At the 1979 Boston Marathon, four runners from the Greater Boston Track Club placed amongst the top 10 finishers in the race—led, of course, by Bill Rodgers, who broke the tape in an American-record 2:09:27.
This tight group of local talent trained under the watchful eye of legendary coach Bill Squires, who emphasized the importance of race simulation training for his runners, especially when preparing for the marathon distance.
For Squires-coached athletes, in addition to healthy doses of mileage and weekly speed workouts, perhaps the most important piece of the training puzzle was the weekend long run, which was often performed over the famous 26.2-mile stretch of road between Hopkinton and Boston. This tough “simulator” workout was designed to get a runner ready for the rigors of racing 26.2 miles.
“It’s the long run that puts the tiger in the cat,” Squires is famous for saying.
So how does a Squires Long Run differ from a long, slow stroll on a Sunday morning? Well, that’s exactly how it differs—this is anything but an extended easy effort.
The meat of the workout is a series of surges inserted into the middle hour of your weekend long run. Squires suggests surging for anywhere from 30 seconds to 12 minutes—the shorter the surge, the faster the pace.
You can give more structure to this session by charting out a pattern of specific surges over the course of 10 weeks of marathon-specific training. The duration of the surges increases each time you do the workout, while the recovery time between surges decreases. The speed of surges also shifts with each effort, getting more specific to the marathon as you get closer to race date.
A sample progression of Squires Long Runs over a 10-week training block might look like this:
Week 1: 15:00 easy, 6 x [2:00 surge @ 5K effort/8:00 easy], 15:00 easy [90 minutes total]
Week 3: 25:00 easy, 6 x [4:00 surge @ 10K effort/6:00 easy], 25:00 easy [1 hour, 50 minutes total]
Week 5: 35:00 easy, 6 x [6:00 surge @ half marathon effort/4:00 easy], 35:00 easy [2 hours, 10 minutes total]
Week 7: 45:00 easy, 6 x [8:00 surge @ marathon effort/2:00 easy], 45:00 easy [2 hours, 10 minutes total]
On the weeks when you’re not performing a Squires Long Run, alternate easy long-distance runs with marathon-pace efforts. Perform the last Squires Long Run of your 10-week marathon-specific training block about three weeks out from your goal race. Run long, but easy, the following week and use the final two weeks before the big race to let your legs come back to life.
An important note: The Squires Long Run should only be incorporated into your training program only after a sufficient base of mileage and long runs has already been established. Since this workout mixes high volume with increased intensity, the risk of injury is also high, but only if your body isn’t ready to handle the workload. Hold off on throwing surges into your long runs until you’ve fed yourself a steady diet of 90-minute to two-hour efforts in the months preceding a marathon-specific training block.
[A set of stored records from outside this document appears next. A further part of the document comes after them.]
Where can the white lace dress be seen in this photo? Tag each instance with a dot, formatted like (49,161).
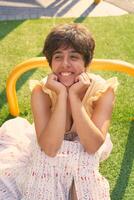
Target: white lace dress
(26,172)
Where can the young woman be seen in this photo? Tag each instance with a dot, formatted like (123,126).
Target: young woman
(71,110)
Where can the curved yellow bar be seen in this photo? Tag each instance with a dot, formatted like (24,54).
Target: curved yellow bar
(97,64)
(13,77)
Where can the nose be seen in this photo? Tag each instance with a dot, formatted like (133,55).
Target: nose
(66,62)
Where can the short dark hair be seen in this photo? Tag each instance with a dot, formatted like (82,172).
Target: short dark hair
(76,36)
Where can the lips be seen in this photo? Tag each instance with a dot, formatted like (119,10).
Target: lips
(66,74)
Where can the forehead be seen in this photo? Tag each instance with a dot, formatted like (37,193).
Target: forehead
(65,49)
One of the main benefits of the Squires Long Run is that it forces you to practice running goal race pace or faster when your legs are tired, similar to what you experience in the latter stages of the marathon. The surges also recruit additional muscle fibers that get additionally fatigued—and stimulated to adapt and get stronger—as the long run continues. Additionally, surging during a long run will help you prepare for unexpected pace changes you’ll very likely encounter during the race itself. Front of the pack or back, very rarely are marathons run at an even pace from start to finish. Lastly, injecting some intensity into your weekend long run will break up the boredom of a slow Sunday slog and make the time fly by that much faster.
This workout worked wonders for Bill Rodgers and his Greater Boston Track Club teammates back in the day and it will likely do the same for you. Give it a try!